Compact SQUID realized in a double layer graphene heterostructure

TL;DR

This paper reports on a compact, tunable double-layer graphene SQUID with high transparency Josephson junctions, demonstrating potential for topological superconductivity via helical edge states in quantum Hall regimes.

Contribution

It introduces a fully tunable, small-scale double-layer graphene SQUID with high transparency junctions and explores its properties in quantum Hall conditions for topological applications.

Findings

Fully tunable by independent gate control.

Presence of high transparency superconducting modes.

Observation of conductance plateau indicating edge channels.

Abstract

Two-dimensional systems that host one-dimensional helical states are exciting from the perspective of scalable topological quantum computation when coupled with a superconductor. Graphene is particularly promising for its high electronic quality, versatility in van der Waals heterostructures and its electron and hole-like degenerate 0$th$ Landau level.

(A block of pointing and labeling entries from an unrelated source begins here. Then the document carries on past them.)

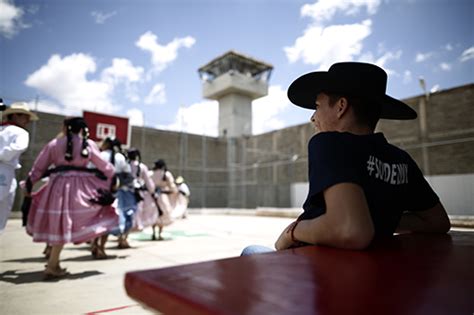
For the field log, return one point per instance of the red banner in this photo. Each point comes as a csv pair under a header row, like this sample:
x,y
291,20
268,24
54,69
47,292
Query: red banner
x,y
102,126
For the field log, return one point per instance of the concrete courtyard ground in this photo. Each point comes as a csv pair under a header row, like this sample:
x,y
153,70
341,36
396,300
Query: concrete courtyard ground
x,y
96,286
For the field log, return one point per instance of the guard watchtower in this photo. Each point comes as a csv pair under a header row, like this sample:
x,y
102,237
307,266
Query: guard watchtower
x,y
235,80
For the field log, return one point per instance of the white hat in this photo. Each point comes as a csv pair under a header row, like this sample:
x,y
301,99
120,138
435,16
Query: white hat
x,y
20,108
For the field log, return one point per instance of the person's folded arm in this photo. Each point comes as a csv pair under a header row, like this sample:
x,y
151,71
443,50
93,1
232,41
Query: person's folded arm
x,y
346,224
433,220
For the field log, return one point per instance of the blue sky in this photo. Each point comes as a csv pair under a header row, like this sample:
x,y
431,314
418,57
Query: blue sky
x,y
140,58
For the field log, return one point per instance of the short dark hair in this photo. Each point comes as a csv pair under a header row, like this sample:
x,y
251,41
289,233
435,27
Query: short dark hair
x,y
366,111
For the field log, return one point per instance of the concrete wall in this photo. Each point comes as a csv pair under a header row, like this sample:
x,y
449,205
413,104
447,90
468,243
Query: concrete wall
x,y
260,170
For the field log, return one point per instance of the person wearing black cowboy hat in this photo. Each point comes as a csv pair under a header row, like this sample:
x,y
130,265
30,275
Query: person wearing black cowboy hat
x,y
360,186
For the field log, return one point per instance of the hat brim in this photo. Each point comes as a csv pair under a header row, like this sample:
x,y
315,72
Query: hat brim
x,y
304,90
10,111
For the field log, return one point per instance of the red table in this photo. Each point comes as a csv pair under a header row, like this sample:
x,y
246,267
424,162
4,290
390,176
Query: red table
x,y
406,274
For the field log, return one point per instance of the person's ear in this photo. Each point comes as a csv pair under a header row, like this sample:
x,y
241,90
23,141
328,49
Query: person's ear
x,y
342,107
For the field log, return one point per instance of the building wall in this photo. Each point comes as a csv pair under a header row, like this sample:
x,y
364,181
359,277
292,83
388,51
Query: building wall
x,y
260,170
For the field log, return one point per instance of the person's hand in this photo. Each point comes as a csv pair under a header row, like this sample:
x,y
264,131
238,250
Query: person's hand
x,y
26,193
284,240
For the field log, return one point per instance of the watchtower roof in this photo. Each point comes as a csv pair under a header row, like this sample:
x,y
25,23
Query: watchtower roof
x,y
233,60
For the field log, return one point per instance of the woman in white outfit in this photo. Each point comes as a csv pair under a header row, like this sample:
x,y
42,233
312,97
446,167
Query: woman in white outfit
x,y
14,140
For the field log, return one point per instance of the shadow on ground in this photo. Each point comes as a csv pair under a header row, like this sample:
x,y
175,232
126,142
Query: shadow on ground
x,y
15,277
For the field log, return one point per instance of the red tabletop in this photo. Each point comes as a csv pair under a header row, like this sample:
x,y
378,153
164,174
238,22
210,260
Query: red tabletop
x,y
405,274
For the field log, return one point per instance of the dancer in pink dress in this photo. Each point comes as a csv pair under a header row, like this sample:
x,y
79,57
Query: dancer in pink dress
x,y
70,207
147,213
167,196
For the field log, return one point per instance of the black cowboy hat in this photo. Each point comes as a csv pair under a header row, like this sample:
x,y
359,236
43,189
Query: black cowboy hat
x,y
353,79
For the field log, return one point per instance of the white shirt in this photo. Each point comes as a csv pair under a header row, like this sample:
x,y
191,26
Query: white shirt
x,y
13,142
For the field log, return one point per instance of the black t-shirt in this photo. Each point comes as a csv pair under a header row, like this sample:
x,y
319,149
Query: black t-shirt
x,y
390,179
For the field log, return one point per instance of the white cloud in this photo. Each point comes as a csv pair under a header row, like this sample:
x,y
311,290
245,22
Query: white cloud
x,y
162,55
10,19
435,88
467,54
407,77
136,117
101,17
421,57
324,10
326,45
199,118
445,66
265,110
48,106
157,95
64,79
122,70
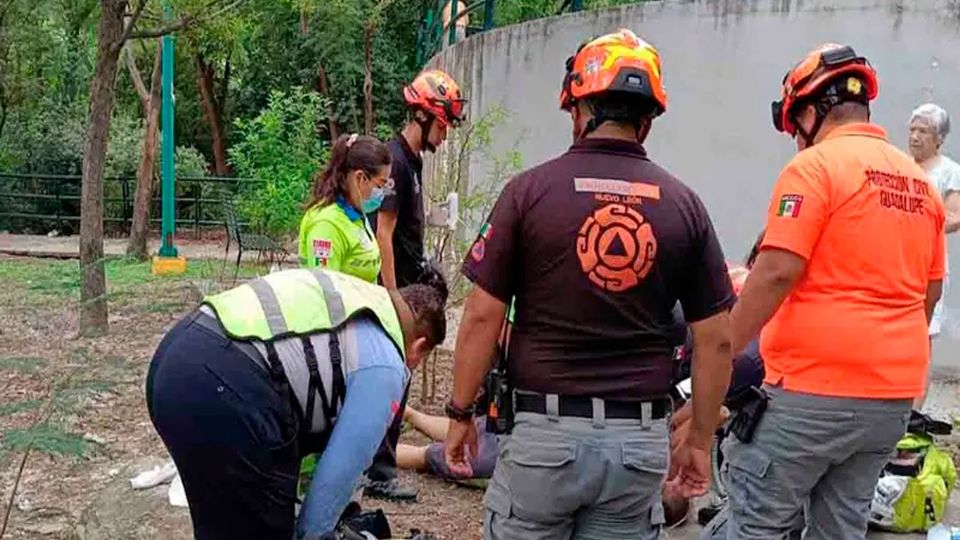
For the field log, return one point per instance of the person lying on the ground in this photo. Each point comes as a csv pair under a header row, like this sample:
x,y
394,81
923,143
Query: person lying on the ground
x,y
297,362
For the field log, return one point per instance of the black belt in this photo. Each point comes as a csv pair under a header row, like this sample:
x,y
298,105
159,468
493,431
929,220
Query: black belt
x,y
583,407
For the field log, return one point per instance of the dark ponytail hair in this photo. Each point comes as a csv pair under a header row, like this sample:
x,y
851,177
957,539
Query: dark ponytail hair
x,y
349,153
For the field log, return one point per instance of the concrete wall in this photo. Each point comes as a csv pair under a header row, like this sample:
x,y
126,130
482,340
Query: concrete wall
x,y
723,61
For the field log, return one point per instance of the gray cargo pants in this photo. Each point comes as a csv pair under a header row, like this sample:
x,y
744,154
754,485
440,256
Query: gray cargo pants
x,y
560,478
824,453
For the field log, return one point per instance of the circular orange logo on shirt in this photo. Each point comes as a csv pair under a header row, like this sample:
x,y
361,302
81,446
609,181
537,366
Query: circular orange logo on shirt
x,y
616,247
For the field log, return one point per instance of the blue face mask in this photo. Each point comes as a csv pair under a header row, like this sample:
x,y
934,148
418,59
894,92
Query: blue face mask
x,y
372,204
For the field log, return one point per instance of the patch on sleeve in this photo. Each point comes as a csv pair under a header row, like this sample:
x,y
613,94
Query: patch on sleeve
x,y
322,250
479,249
790,206
486,231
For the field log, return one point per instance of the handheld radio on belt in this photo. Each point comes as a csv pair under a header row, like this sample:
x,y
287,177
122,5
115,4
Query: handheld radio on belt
x,y
499,391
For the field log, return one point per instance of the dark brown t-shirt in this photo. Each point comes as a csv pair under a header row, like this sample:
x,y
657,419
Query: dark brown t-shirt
x,y
597,246
406,200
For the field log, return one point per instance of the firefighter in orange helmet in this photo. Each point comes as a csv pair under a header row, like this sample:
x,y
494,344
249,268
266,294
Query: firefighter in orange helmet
x,y
847,276
830,75
591,369
436,104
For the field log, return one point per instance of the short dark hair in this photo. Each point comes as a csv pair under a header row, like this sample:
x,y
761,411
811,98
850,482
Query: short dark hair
x,y
429,314
349,153
622,107
849,111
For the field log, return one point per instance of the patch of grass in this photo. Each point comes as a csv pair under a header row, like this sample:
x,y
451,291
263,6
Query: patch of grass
x,y
6,409
117,362
164,307
22,364
45,438
125,276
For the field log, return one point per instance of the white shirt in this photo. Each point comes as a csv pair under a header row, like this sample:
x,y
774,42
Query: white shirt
x,y
944,173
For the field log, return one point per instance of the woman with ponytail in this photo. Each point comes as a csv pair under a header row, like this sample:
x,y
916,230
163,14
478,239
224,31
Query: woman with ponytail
x,y
334,232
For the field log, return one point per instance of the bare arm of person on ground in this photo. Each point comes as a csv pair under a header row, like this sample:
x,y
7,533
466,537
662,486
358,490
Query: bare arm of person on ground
x,y
712,357
386,224
482,321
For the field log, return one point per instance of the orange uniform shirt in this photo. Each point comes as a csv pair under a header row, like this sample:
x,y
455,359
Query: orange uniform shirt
x,y
870,226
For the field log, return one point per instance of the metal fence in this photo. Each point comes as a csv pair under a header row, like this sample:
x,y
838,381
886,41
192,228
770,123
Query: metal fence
x,y
48,201
432,33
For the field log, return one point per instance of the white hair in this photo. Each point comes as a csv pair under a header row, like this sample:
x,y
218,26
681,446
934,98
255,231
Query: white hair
x,y
933,115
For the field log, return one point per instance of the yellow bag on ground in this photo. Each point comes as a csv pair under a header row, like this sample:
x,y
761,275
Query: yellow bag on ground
x,y
912,494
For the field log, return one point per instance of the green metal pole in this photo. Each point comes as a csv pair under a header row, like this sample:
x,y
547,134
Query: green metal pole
x,y
454,4
168,180
488,15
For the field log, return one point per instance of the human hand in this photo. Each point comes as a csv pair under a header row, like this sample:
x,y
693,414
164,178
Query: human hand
x,y
459,446
690,464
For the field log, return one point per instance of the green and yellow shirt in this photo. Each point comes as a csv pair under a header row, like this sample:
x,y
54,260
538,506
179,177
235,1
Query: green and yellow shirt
x,y
338,237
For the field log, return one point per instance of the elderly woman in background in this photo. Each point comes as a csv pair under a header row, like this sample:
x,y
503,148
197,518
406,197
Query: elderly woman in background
x,y
929,126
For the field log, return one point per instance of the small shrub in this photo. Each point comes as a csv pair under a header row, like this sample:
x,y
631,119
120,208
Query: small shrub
x,y
281,149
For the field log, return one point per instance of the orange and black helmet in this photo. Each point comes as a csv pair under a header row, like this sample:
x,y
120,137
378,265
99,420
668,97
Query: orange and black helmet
x,y
437,94
829,71
618,62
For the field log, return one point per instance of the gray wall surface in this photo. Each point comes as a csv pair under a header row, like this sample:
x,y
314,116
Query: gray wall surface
x,y
723,62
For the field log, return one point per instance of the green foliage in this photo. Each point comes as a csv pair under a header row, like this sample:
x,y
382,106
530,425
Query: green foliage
x,y
473,143
47,438
517,11
281,149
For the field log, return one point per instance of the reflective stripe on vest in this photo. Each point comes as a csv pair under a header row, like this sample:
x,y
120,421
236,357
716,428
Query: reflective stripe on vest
x,y
302,302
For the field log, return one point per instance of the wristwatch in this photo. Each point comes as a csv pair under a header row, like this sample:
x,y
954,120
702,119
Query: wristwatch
x,y
454,412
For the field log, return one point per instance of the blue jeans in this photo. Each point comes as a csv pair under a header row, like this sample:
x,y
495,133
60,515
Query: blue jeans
x,y
577,478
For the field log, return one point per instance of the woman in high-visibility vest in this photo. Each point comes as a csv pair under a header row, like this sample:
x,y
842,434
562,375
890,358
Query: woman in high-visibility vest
x,y
334,232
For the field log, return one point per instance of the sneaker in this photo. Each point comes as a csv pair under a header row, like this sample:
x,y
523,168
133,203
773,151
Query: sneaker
x,y
390,490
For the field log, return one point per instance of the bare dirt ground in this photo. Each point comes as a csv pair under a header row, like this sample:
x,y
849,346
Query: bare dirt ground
x,y
79,403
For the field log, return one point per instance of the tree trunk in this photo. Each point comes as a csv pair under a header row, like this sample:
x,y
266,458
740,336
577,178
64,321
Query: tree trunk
x,y
368,80
211,110
93,292
140,225
323,88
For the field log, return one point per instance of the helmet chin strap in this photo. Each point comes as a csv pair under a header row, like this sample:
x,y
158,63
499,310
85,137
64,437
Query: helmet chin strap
x,y
425,126
598,119
821,109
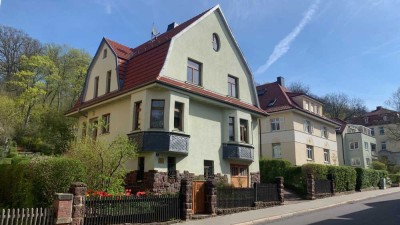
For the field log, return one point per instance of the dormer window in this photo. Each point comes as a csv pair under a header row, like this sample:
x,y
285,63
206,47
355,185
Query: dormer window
x,y
215,42
104,53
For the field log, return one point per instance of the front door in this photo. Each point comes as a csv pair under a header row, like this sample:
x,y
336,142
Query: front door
x,y
198,197
239,176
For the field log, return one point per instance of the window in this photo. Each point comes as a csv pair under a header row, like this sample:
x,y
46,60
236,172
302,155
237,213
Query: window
x,y
208,169
108,82
368,161
238,170
383,145
136,115
306,105
354,145
308,127
171,167
157,114
105,128
381,130
215,42
276,124
310,152
178,116
93,127
194,72
140,173
96,87
355,161
324,132
104,53
232,86
276,150
231,128
243,131
326,156
84,128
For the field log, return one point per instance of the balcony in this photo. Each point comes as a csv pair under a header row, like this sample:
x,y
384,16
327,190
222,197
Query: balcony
x,y
155,141
238,152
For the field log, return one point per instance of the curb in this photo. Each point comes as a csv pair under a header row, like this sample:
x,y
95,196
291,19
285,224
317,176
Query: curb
x,y
300,212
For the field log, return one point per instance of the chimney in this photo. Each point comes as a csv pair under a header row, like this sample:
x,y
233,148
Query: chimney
x,y
281,81
172,26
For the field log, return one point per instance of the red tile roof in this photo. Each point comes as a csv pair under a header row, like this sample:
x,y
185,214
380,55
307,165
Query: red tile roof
x,y
282,99
142,65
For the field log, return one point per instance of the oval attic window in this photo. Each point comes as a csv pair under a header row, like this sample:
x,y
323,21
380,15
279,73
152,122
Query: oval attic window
x,y
216,43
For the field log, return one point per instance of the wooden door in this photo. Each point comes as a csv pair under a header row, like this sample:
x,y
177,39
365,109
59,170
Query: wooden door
x,y
239,176
198,197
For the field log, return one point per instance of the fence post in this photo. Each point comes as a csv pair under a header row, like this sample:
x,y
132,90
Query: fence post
x,y
62,209
310,187
78,189
331,177
211,197
280,186
186,198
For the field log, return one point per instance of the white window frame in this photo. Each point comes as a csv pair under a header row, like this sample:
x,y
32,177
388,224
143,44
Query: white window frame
x,y
276,151
327,157
355,145
355,162
310,152
308,128
276,124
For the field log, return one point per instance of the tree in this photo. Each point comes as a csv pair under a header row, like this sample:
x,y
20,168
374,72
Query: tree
x,y
31,81
13,45
394,127
104,161
341,106
299,87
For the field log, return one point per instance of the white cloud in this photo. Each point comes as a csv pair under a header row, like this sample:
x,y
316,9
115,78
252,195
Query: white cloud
x,y
284,45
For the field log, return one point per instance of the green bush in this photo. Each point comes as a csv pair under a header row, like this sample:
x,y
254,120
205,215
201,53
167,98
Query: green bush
x,y
33,183
272,168
367,178
395,178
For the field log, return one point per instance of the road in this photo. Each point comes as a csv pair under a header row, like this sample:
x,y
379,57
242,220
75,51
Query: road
x,y
383,210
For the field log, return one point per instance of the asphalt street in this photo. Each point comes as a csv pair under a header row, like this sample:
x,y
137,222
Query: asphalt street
x,y
383,210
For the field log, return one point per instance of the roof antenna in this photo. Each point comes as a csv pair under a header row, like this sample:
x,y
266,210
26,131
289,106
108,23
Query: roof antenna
x,y
154,33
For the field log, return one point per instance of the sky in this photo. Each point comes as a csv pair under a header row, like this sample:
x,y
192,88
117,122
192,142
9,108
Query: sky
x,y
332,46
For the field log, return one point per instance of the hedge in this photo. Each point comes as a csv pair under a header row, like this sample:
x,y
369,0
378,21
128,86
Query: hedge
x,y
367,178
33,183
395,178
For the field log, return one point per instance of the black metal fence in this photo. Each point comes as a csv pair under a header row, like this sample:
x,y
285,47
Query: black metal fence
x,y
323,186
127,209
246,197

Here, we study a compact double layer graphene SQUID (superconducting quantum interference device), where the superconducting loop is reduced to the superconducting contacts, connecting two parallel graphene Josephson junctions. Despite the small size of the SQUID, it is fully tunable by independent gate control of the Fermi energies in both layers. Furthermore, both Josephson junctions show a skewed current phase relationship, indicating the presence of superconducting modes with high transparency. In the quantum Hall regime we measure a well defined conductance plateau of 2$e^2/h$ an indicative of counter propagating edge channels in the two layers. Our work opens a way for engineering topological superconductivity by coupling helical edge states, from graphene's electron-hole degenerate 0$th$ Landau level via superconducting contacts.